Enseñar es la más bella profesión. Primero, es una actividad gratificante y divertida, que da sentido trascendente a la vida; segundo, es una profesión noble y virtuosa que enriquece por igual al maestro y al alumno; tercero, es una labor social que aspira a tender puentes entre generaciones y diluir distancias entre clases sociales.

Una función del maestro es transmitir la cultura a sus alumnos, pero éste es mucho más que un transmisor: es un formador. La más grande satisfacción del educador es formar a sus alumnos en todas las dimensiones de la persona: física, intelectual, moral, estética, emocional.

El objeto de la tarea docente es promover el desarrollo de los alumnos. Éstos llegan a la escuela cuando apenas viven su tierna infancia y son portadores de todas las virtudes de su edad: su alegría, su candor, su vitalidad, su energía, su transparencia, su curiosidad, su generosidad, su simpatía y su anhelo por la vida.

Son seres maravillosos. No hay satisfacción mayor para el maestro que compartir la jornada junto a sus alumnos y, en realidad, ellos constituyen la principal motivación, la principal gratificación, que ofrece la profesión de enseñar.

Los alumnos son una fuente incesante de satisfacciones y el aula es un espacio de constantes sorpresas y regocijos; cada día ocurre en ella algo maravilloso: escenas de ternura, conductas candorosas, rostros alegres, gestos de perplejidad, palabras insólitas, muecas de irritación, diálogos sorprendentes, vacilaciones, dudas y no hay alegría mayor que la que produce el aprender juntos.

El sentido de la profesión de enseñante es claro: se trata de formar a los ciudadanos del futuro. Más allá de los conocimientos, el maestro aspira a formar en cada alumno la libertad, la inteligencia, el pensamiento crítico, el respeto a las normas, la honestidad, la honradez, el sentido de la justicia, la tolerancia, la paz, el espíritu participativo, el compromiso con la comunidad.

El maestro enseña a vivir. Pero enseña a vivir una vida edificante. De lo que se trata es de formar personas dotadas de un claro sentido de vida, hombres generosos, fuertes, seguros de sí mismos y con capacidad para amarse a sí mismo y para amar a los demás.

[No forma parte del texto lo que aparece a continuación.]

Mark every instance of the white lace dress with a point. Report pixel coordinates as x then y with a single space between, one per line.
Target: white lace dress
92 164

El aula es, así, laboratorio social: un lugar donde se ejercitan y aprenden los principios y valores que dan sustento y consistencia al tejido social. El maestro es en el aula el representante de la sociedad adulta, el portador de los valores que la sociedad busca inculcar en las nuevas generaciones. El alumno, por su parte, es un ser germinal, un ente en formación que, sin embargo, es portador de la esperanza que todos tenemos en el futuro.